Furthermore, we had to comply with new safety and environment regulatory measures . For example, fabrication work is no longer allowed near residential or office areas. As such, we have to do fabrication offsite and transport the finished pieces to the project site. But transportation costs have also increased.
As a result of these challenges, many construction firms are having problems completing jobs within the quoted budget. Quotations submitted six months ago may no longer be feasible given the increased costs in materials and labour. For projects that take 1.5 to 2 years to complete, the increase could be very substantial. A $1 million project could end up costing $1.4 million. Thankfully, clients are usually understanding, as we are all in the same boat.
What solutions have you adopted to cope with the downturn, and how have these benefitted the company?
We have regrouped. Firstly, we broadened our services by offering aluminium and landscaping-related services. We also took steps to develop an entrepreneurial mindset among our managers, and encouraged them to generate new business. It has worked well for us.
We also focused on increasing productivity by encouraging specialisation. Previously, our strategy involved getting our employees to multi-task. Workers were assigned wherever there was work. So, a plasterer at a project might have a different co-worker every day.
However, we found that by using the same workers, productivity increased as the team worked better and faster, as a new worker needed time to become proficient. Implementing specialisation also simplified the provision of tools. Different tasks require different tools and machines, so specialisation solved this problem.
We also took steps to improve the living conditions of our workers, including the quality of meals at project sites. Previously, meals are prepacked and usually prepared at 4am or 5am. By the time the workers eat, it is usually 12pm or 1pm and the meals are not at their best. We have succeeded in shortening this time lag . It wasn’t easy as there were complex logistical issues. For example, transporting meals from Jurong to Tuas can take up to an hour, and we have sites scattered throughout the island.
However, we found that these improvements have made our workers happier, as they appreciate that management looks after their welfare. They rest, sleep and eat better, which helps them work better and, as a result, productivity is higher.
What is your outlook for the business and industry in the coming year?
Fortunately, the construction sector is resilient and did not suffer the same crippling effects compared to the F&B and tourism-related sectors. The recently announced property cooling-down measures will have some impact, but in my opinion, not to a great degree. Things still need to be built; buildings and structures still need to be repaired, so there will be work. But productivity and costs have to be carefully managed.
There is no doubt that construction costs will increase with more regulations and further improvements made to workers’ dormitories. An increase in the COE for vehicles will also lead to a general increase in prices everywhere. Challenges will still be there.
We also expect increased digitisation as the sector is now relying more heavily on digital tools such as building-information modelling. Engineers and contractors are using 4D and 5D simulations to re-plan projects and re-optimise schedules. Contractors are also looking to online channels for monitoring their employees’ well-being through apps, ordering construction materials, managing scarce resources more accurately, and maintaining cash flow.
What advice do you have for other SME owners struggling at this time?

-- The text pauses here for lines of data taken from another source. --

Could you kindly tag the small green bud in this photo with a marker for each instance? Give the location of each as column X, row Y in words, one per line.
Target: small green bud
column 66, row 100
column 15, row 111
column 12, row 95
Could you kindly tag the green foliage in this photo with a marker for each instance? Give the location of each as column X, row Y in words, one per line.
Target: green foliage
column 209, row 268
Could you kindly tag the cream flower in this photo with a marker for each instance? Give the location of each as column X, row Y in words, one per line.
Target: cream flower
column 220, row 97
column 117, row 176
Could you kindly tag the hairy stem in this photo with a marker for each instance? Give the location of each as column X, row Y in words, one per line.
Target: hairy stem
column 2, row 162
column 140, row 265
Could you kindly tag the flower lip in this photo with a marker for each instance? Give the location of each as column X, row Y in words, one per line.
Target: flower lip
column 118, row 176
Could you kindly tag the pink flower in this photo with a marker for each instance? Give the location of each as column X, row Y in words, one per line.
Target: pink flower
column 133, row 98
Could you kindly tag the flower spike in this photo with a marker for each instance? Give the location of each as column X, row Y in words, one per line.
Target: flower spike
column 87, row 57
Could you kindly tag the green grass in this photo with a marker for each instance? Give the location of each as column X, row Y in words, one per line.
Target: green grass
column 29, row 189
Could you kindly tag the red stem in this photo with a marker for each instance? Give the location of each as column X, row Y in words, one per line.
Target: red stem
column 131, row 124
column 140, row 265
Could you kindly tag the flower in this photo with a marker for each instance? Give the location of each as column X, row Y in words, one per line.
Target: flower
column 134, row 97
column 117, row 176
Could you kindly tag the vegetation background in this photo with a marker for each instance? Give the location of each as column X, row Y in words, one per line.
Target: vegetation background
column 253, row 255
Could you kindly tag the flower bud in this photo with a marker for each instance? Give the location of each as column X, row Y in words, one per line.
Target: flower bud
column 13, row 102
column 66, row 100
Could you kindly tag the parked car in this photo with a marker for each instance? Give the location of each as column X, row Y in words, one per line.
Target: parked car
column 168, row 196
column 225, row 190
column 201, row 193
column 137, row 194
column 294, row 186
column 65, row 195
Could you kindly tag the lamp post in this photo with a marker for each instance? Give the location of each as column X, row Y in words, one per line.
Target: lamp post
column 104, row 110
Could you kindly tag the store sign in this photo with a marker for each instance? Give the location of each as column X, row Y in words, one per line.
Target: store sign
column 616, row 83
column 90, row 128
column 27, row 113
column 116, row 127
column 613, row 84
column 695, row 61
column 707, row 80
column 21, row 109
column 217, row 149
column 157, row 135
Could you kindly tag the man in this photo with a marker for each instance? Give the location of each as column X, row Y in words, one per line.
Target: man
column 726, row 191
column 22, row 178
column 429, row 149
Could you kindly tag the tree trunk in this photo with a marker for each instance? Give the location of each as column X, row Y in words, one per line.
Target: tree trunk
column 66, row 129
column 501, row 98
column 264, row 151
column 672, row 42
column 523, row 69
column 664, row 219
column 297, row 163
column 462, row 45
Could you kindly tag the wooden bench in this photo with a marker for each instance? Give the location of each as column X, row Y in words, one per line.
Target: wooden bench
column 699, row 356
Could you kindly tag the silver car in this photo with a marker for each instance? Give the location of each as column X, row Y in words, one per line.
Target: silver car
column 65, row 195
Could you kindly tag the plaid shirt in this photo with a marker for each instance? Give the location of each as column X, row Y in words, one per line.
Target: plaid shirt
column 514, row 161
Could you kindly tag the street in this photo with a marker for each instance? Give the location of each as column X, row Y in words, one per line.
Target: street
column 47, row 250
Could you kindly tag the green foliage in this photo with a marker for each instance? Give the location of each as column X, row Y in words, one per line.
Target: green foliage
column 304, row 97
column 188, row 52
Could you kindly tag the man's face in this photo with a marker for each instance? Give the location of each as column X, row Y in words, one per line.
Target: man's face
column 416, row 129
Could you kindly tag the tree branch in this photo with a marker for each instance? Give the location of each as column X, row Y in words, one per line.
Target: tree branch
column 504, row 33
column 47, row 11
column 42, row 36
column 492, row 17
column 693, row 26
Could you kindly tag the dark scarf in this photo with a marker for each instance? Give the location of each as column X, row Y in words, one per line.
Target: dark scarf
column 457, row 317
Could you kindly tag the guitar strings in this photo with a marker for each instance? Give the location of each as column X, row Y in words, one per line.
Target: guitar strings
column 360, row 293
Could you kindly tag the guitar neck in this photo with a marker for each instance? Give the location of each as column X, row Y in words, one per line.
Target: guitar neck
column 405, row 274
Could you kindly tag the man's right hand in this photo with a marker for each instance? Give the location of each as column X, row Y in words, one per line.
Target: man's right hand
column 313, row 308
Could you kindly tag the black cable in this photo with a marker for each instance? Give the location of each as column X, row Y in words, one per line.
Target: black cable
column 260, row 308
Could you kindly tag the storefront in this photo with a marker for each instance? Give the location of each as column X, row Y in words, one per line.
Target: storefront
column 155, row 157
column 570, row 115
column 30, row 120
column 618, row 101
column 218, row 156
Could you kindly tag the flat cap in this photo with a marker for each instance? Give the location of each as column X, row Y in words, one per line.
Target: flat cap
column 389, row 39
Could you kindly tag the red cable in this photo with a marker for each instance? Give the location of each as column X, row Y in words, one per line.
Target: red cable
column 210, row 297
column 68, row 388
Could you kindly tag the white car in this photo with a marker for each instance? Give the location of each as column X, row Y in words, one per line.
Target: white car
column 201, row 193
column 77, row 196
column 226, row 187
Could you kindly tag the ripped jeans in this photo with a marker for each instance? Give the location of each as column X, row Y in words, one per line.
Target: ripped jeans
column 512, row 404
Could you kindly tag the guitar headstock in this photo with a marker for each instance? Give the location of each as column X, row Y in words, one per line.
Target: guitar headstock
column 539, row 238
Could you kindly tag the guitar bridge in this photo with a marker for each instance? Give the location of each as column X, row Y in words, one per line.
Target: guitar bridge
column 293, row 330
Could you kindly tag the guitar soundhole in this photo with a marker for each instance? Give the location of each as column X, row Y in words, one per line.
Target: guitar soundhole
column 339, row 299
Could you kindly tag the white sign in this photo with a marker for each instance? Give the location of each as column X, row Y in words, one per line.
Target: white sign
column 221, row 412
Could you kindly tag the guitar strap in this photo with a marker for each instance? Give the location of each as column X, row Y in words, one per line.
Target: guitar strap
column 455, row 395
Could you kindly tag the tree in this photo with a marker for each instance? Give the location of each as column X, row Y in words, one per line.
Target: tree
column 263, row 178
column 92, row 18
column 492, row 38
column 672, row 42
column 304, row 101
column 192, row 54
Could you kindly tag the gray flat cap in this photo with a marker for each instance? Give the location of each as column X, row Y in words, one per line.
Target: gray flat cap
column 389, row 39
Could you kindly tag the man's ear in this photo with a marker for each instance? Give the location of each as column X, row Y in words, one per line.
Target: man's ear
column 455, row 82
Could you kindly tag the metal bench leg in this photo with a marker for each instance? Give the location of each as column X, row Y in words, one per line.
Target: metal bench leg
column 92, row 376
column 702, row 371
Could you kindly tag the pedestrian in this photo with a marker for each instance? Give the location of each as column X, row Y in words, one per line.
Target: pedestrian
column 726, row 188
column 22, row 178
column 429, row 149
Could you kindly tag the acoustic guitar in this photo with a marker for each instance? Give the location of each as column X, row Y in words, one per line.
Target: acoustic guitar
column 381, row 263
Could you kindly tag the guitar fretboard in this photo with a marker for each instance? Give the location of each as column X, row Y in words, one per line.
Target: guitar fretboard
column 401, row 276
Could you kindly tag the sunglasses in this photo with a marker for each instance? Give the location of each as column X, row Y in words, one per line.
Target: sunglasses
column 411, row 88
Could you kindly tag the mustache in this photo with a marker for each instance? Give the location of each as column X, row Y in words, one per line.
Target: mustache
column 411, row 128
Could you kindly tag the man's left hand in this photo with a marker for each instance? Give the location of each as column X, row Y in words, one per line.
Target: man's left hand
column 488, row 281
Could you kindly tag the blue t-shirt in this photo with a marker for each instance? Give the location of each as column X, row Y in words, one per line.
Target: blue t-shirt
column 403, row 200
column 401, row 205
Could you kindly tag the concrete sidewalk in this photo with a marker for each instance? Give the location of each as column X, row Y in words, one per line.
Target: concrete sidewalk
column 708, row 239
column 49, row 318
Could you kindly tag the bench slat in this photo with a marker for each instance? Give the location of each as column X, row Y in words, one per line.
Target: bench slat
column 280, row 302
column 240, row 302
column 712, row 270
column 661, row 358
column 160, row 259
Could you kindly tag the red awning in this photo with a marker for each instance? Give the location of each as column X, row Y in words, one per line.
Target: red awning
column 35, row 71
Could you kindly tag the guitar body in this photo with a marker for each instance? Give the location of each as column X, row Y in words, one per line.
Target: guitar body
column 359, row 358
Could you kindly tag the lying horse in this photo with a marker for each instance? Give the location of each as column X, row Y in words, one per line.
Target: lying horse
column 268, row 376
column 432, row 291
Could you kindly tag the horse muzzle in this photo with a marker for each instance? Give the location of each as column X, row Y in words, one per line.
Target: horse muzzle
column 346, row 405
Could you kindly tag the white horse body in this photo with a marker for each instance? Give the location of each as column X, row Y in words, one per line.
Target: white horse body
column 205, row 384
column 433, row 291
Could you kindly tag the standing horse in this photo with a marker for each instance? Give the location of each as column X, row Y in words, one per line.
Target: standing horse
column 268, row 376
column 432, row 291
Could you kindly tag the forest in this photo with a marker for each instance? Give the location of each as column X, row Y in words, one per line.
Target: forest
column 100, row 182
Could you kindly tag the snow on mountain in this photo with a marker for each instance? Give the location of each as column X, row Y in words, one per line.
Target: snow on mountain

Stay positive and find joy in your work. Improve the quality of your services and products and look around to recruit better talent. There are a lot of local jobseekers at the moment, and it’s a good time to improve the quality of your work force to be ready for the upturn. Continue to increase your productivity and reduce costs; be daring in reallocating resources to prepare for the future.
Across all types of businesses, it is evident that the world will look different as we move beyond the COVID-19 crisis. As SMEs navigate this crisis to survive and thrive in the years ahead, we have to maintain our resolve and resilience as we reimagine and reform. In particular, reimagination can help SMEs look beyond the immediate crisis and start to plan for the next normal.